Introduction to convergence theory: rows
This chapter is concerned with what is known about convergence of sequences of Padé approximants to complex functions.
For row sequences, de Montessus's theorem proves convergence for functions meromorphic in a disk, as explained in Section 6.2.
Diagonal sequences are the natural choice for meromorphic functions in the absence of further information. Simply because meromorphy of a function implies meromorphy of its reciprocal, the symmetric choice of diagonal approximants is natural, especially in view of the duality theorem. Paradiagonal sequences, [M + J/M] with J fixed and M → ∞, are an obvious generalization, usually motivated by the requirement of an asymptotic approximation of zJ as z → ∞.
Ray sequences of [L/M] Padé approximants with L = λM, λ fixed, are useful in special circumstances, and parabolic sequences, such as [M2/M], are worth considering sometimes. Hence interest settles on general sequences [Lk/Mk] which may be particularized to suit special needs.

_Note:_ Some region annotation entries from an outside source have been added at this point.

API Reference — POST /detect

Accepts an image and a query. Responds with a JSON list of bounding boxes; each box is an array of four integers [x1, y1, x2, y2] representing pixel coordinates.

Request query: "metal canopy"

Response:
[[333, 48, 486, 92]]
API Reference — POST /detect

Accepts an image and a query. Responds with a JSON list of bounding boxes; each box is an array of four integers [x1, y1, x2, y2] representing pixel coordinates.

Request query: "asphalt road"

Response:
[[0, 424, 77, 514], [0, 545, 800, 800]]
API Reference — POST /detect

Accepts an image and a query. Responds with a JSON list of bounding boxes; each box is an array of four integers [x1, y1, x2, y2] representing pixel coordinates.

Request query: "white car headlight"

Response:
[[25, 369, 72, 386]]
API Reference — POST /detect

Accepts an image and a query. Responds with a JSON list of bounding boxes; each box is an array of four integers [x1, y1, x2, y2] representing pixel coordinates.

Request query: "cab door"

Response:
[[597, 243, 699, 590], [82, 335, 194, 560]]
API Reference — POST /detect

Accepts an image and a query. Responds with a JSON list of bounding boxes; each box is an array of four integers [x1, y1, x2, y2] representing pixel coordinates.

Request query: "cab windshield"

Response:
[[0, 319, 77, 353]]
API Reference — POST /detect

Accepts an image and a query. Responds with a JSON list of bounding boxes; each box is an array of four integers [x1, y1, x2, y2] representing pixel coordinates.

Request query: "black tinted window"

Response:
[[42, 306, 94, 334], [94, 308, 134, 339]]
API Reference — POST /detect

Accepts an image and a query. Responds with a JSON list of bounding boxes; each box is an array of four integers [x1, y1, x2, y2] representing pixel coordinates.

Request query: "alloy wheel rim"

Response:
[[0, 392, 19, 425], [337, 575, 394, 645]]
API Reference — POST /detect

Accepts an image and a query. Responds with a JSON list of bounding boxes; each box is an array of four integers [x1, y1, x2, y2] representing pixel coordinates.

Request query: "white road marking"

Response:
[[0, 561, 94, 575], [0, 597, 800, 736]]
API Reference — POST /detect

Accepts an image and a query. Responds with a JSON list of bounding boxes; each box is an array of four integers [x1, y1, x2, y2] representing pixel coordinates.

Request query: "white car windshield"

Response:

The most natural convergence theorems for general sequences of Padé approximants involve convergence in capacity, a difficult concept. Instead of attempting to prove pointwise convergence for a class of functions, the theorems prove that the region of bad approximation becomes arbitrarily small. In no way do these theorems imply pointwise convergence, but they do prove that the Padé method converges in a real sense in very general circumstances.
Recognizing that Padé approximants to meromorphic functions are simply rational approximations, another natural development is the notion of convergence of the function values on the Riemann sphere, which is treated in Section 6.4.